We argue that the US COVID-19 inflation is predominantly a sellers’ inflation that derives from microeconomic origins, namely the ability of firms with market power to hike prices. ... Rising prices in systemically significant upstream sectors due to commodity market dynamics or bottlenecks create windfall profits and provide an impulse for further price hikes.~ Isabella Weber
There’s more in my recent post on price-price spirals:
Bernanke and Blanchard briefly discuss the “markups” of price over cost.
The collision of high demand and limited supply in some sectors can account for at least some of the increase in markups observed during the pandemic period. While other factors no doubt influenced markups, including for example the fiscal transfers that directly affected demand in product markets, at least in this simple specification we do not find that including these factors is needed to explain the behavior of pandemic-era inflation. ~ Bernanke and Blanchard
That explains some, but not all, of the rise in markups. That leaves reasons to keep studying markups since the pandemic began. It’s fascinating how much that door has been opened in the past few years. See this excellent piece by Emily Peck.
In closing
Putting the pieces together. Inflation is complicated.
According to Bernanke and Blanchard, no single factor has pushed up inflation. Instead, it’s been a series of evolving factors. The pandemic, the war in Ukraine, policy responses, a strong labor market, and changes in behavior all matter for inflation. Even with a relatively simple model, Bernanke and Blanchard show us how complicated inflation is. That’s an important message for us to hear.
Bernanke and Blanchard’s summary is a good place to close it out:
We answer the question posed by the title by specifying and estimating a simple dynamic model of prices, wages, and short-run and long-run inflation expectations. The estimated model allows us to analyze the direct and indirect effects of product-market and labor-market shocks on prices and nominal wages and to quantify the sources of U.S. pandemic-era inflation and wage growth. We find that, contrary to early concerns that inflation would be spurred by overheated labor markets, most of the inflation surge that began in 2021 was the result of shocks to prices given wages, including sharp increases in commodity prices and sectoral shortages. However, although tight labor markets have thus far not been the primary driver of inflation, the effects of overheated labor markets on nominal wage growth and inflation are more persistent than the effects of product-market shocks. Controlling inflation will thus ultimately require achieving a better balance between labor demand and labor supply. ~ Bernanke and Blanchard
And here’s the video, including a discussion by Jason Furman.

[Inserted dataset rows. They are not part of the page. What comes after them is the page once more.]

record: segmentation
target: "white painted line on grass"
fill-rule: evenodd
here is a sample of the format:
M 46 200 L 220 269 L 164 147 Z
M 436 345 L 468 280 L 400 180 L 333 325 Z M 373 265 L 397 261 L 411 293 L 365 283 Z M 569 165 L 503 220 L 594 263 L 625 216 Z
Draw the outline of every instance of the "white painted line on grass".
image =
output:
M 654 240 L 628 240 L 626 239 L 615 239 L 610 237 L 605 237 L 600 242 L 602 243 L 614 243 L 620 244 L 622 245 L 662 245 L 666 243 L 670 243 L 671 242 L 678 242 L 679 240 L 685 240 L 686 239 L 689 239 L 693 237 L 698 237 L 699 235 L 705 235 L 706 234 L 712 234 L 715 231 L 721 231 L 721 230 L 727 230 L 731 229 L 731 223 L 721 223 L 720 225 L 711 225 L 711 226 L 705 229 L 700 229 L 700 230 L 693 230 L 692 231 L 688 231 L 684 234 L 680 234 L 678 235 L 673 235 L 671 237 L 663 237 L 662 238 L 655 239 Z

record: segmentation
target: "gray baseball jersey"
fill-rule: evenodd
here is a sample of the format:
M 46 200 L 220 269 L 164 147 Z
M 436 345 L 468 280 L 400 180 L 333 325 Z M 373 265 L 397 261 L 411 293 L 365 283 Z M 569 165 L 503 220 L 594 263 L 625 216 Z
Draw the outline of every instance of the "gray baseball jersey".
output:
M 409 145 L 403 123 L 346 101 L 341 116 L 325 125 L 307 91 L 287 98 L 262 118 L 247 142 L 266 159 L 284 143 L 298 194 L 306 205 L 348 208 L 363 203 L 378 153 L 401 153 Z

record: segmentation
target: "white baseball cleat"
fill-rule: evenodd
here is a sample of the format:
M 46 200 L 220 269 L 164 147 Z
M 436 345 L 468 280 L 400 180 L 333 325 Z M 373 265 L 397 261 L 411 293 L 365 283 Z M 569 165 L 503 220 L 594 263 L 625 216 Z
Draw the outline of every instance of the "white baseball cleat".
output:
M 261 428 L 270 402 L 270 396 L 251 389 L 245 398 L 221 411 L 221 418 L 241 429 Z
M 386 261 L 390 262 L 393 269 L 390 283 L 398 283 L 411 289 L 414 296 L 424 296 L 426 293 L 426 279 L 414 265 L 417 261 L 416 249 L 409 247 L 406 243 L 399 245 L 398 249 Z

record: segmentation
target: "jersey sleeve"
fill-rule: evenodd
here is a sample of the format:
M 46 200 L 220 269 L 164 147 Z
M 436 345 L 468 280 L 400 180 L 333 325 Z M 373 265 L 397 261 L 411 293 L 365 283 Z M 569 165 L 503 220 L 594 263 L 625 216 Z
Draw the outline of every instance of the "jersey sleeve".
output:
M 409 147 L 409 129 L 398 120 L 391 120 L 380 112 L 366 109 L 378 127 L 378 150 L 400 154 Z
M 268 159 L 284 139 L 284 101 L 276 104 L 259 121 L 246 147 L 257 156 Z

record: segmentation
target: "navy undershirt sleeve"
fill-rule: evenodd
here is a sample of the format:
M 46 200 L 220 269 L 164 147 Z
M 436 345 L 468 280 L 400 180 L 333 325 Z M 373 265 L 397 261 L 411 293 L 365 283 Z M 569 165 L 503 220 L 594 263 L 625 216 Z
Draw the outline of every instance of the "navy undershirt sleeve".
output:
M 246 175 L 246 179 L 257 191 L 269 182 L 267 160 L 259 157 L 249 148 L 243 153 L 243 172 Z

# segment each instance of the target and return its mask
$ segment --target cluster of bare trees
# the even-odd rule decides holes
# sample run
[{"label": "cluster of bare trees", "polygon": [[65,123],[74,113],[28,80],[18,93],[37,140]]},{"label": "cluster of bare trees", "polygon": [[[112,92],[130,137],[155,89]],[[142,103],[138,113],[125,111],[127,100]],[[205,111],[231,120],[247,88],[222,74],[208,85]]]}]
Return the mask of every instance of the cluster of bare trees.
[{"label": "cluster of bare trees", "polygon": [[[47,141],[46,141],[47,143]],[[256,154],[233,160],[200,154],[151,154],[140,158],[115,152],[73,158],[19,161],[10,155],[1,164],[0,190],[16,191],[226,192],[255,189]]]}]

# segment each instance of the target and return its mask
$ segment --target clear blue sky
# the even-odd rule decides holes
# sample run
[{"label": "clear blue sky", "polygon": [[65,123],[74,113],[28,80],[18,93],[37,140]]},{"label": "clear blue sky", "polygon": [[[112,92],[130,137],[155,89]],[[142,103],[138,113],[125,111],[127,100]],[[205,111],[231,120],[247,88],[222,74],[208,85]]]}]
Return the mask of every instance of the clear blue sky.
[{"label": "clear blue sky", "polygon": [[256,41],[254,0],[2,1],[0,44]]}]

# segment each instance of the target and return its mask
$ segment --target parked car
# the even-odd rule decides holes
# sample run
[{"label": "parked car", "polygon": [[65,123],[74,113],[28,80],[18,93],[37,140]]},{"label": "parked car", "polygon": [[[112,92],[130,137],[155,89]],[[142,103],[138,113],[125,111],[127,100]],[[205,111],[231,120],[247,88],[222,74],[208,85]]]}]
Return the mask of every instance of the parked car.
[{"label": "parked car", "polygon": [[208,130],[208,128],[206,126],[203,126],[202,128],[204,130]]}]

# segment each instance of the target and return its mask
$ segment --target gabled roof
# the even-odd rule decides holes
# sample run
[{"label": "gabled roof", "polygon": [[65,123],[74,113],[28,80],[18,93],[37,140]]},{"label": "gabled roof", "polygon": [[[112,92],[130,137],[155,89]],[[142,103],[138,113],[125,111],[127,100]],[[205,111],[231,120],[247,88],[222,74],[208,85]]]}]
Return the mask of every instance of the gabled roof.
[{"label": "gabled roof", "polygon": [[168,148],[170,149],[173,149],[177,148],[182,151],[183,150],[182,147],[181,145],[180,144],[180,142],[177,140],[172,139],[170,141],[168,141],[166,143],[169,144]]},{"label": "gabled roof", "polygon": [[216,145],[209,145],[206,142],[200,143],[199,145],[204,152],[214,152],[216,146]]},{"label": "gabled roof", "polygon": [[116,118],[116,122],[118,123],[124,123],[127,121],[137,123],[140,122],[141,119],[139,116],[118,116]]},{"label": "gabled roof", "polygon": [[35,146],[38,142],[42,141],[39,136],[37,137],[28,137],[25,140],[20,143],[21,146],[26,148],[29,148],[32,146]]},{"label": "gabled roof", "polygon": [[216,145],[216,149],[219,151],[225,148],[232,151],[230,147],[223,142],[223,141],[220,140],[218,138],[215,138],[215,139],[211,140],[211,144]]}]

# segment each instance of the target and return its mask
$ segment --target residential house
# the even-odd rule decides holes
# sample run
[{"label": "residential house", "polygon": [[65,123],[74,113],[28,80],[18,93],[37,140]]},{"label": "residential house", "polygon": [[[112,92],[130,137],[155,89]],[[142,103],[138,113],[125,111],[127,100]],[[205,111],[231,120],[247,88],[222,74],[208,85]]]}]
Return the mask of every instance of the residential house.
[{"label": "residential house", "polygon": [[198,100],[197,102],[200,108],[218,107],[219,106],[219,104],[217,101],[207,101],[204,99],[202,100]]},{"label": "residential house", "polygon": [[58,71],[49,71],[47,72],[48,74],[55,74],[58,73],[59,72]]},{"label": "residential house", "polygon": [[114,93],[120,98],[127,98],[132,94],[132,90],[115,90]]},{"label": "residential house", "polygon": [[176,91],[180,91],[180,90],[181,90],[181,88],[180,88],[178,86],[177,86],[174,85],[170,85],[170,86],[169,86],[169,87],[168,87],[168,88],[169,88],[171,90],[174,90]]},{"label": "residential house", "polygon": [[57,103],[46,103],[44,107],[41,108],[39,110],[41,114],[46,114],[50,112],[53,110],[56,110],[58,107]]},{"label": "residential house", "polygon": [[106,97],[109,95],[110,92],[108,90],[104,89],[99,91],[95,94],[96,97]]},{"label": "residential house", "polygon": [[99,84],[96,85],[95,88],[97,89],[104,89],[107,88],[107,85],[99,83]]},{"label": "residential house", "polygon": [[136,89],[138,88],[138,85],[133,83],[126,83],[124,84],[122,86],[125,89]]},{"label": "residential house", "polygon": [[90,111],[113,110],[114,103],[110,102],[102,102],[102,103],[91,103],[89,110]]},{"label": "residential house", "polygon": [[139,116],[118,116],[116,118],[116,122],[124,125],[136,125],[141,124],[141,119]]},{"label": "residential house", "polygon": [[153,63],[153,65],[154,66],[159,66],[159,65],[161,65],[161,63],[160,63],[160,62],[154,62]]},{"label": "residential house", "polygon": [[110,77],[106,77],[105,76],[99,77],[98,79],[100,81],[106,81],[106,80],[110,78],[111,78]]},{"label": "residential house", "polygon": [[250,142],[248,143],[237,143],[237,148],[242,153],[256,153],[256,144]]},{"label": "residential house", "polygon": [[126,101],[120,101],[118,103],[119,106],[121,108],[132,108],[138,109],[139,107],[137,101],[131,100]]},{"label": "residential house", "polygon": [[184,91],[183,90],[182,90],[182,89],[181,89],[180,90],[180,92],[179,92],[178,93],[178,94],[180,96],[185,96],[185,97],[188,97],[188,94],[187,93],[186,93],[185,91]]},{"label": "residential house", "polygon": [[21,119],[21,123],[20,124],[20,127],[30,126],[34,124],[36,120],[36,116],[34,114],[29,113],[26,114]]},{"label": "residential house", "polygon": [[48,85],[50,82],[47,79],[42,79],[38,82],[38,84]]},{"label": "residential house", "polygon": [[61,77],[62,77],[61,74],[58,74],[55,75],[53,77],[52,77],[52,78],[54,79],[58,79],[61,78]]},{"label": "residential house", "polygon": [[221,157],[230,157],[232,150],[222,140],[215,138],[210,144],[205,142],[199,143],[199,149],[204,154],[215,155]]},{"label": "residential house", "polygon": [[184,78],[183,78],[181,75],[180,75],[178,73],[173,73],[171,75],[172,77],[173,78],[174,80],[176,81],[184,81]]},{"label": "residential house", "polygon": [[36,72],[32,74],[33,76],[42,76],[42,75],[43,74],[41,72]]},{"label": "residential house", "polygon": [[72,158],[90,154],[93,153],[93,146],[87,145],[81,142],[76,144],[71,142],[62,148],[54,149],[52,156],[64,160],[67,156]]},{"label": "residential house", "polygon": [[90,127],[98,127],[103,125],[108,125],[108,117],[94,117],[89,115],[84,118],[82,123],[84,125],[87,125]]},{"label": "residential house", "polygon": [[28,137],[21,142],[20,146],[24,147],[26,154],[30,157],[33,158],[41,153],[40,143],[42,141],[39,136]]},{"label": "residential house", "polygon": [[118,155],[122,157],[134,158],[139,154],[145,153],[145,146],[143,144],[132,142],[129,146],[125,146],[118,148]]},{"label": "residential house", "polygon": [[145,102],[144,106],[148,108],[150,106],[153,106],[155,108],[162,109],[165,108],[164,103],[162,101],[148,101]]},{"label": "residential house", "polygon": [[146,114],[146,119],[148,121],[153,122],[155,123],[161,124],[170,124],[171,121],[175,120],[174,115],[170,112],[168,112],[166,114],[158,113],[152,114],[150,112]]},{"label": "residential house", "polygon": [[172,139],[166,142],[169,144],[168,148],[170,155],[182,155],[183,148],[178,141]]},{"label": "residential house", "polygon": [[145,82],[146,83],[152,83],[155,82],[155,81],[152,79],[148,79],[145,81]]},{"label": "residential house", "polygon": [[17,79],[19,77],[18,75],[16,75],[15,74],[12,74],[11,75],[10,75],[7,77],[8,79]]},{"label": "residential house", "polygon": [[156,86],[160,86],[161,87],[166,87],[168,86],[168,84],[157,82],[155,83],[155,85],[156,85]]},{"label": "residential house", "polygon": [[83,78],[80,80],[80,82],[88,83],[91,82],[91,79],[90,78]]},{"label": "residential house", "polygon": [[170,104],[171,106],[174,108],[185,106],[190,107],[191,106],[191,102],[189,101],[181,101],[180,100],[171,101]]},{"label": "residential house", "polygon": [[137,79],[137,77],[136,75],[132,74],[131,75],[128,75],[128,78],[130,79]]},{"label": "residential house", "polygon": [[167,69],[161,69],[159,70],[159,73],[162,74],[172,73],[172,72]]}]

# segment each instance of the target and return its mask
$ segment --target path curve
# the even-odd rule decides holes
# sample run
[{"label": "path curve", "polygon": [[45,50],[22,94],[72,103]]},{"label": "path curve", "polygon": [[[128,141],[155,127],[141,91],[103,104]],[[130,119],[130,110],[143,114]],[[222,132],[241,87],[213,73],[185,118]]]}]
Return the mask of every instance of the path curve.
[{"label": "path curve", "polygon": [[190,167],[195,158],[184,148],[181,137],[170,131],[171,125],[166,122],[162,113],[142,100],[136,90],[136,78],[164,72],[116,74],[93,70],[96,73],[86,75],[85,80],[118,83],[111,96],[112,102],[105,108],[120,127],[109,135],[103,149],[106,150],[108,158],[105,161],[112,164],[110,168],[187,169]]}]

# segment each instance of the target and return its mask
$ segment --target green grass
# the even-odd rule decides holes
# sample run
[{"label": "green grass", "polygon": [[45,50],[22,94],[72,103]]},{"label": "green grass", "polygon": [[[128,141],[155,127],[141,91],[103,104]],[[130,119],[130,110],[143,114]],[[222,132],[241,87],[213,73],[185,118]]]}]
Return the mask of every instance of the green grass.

Addendum: In reading their paper, I came to the description of “complicated” because of the different sources: supply and demand at different times. It’s “nuanced” may be better Blanchard sees underlying inflation as largely due to strong demand. Read his Twitter thread
to explain it.I stand by. “it’s complicated,” but “it’s nuanced” in the timing of the shocks might be closer in spirit to them. I told you there’s something for everyone in their paper.
When profit driven inflation led CEOs to boast to their shareholders about their great management of lower production output yet higher profits from higher prices of course Bernanke and company had to ignore that. It’s like stepping over dog shit on the sidewalk and pretending it’s not there
Kudos at raising the issue of oligopoly price gouging as a possible significant cause of the current cycle of inflation and softly pointing out that B&B have a noticeable blind spot on this issue. The problem exists as any consumer with a wallet can see, but is overlooked in officialdom because (1) the Fed has no responsibility or authority over this dynamic and (2) Congress and the White House, even if they had the political will, would need years to correct the major business consolidations throughout the consumer economy and would experience such lobbying pushback that the real chance of fixing this contribution to inflation is actually (and unfortunately) very small.